Question

Two billiard balls of identical mass move toward each other. Assume that the collision between them is perfectly elastic. If the initial velocities of the balls are + 30.0 cm/s and -20.0 cm/s, what is the velocity of each ball after the collision? Assume friction and Rotation are unimportant.

Answer 1

As yo may know, in a perfectly elastic collision the kinetic energy remains constant; we have that:

K1 = (1/2)M*v1^2 = M*(30^2)/2

K2 = M*(-20^2)/2

Kt = k1 + k2 = M*650

Where M is the mass of the balls:

After the collision, (I denote the new quantities with an ' symbol) we must have the same energy:

K1' = (1/2)M(v1'^2 + v2'^2) = M650

v1'^2 + v2'^2 = 1300

And we also know that the total moment must be conserved:

M*30 - M*20 = M*10 = M( v1' + v2')

10 = v1' + v2'

Now we have two equations:

10 = v1' + v2'

v1'^2 + v2'^2 = 1300

We can writhe the first equation as:

10 - v1' = v2'

and replace it in the second equation:

v1'^2 + (10 - v1')^2 = 1300

and solve it for v1:

v1'^2 + 100 + v1^2 -20v1' - 1200 = 0

2*v1'^2 - 20v1' -1200 = 0

now we must solve this for v1 with the quadratic formula:

`v1' = (20 +/-√(20*20 - 4*2*-1400) )/(2*2)  = 5 +/- 25`

So we have two solutions:

v1' = (5 + 25)cm/s = 30cm/s

v1' = (5 - 20)cm/s = -20cm/s

and you can find that is the same case for v2' (interchanged, when v1' = 30cm/s we have that v2' = -20cm/s, and viseverce)
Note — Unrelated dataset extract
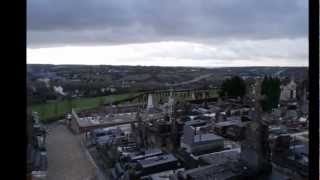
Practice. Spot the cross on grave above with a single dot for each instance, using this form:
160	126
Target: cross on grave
258	97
Now, after the impact, the first ball must change the direction of movement (It cant keep moving forward because there is the other ball in the path) so the velocities of the balls must be interchanged, this mens that v1' = -20cm/s and v2'= 30cm/s

Answer 2

-20.0 m/s and 30.0 m/s

Step-by-step explanation:

Momentum is conserved:

m (30.0) + m (-20.0) = m v₁ + m v₂

30.0 − 20.0 = v₁ + v₂

10.0 = v₁ + v₂

Since the collision is perfectly elastic, energy is also conserved. Since there's no rotational energy or work done by friction, the initial kinetic energy equals the final kinetic energy.

½ m (30.0)² + ½ m (-20.0)² = ½ mv₁² + ½ mv₂²

(30.0)² + (-20.0)² = v₁² + v₂²

1300 = v₁² + v₂²

We now have two equations and two variables. Solve the system of equations using substitution:

1300 = v₁² + (10 − v₁)²

1300 = v₁² + 100 − 20v₁ + v₁²

0 = 2v₁² − 20v₁ − 1200

0 = v₁² − 10v₁ − 600

0 = (v₁ + 20) (v₁ − 30)

v₁ = -20, 30

If v₁ = -20, v₂ = 30.

If v₁ = 30, v₂ = -20.

So either way, the final velocities are -20.0 m/s and 30.0 m/s.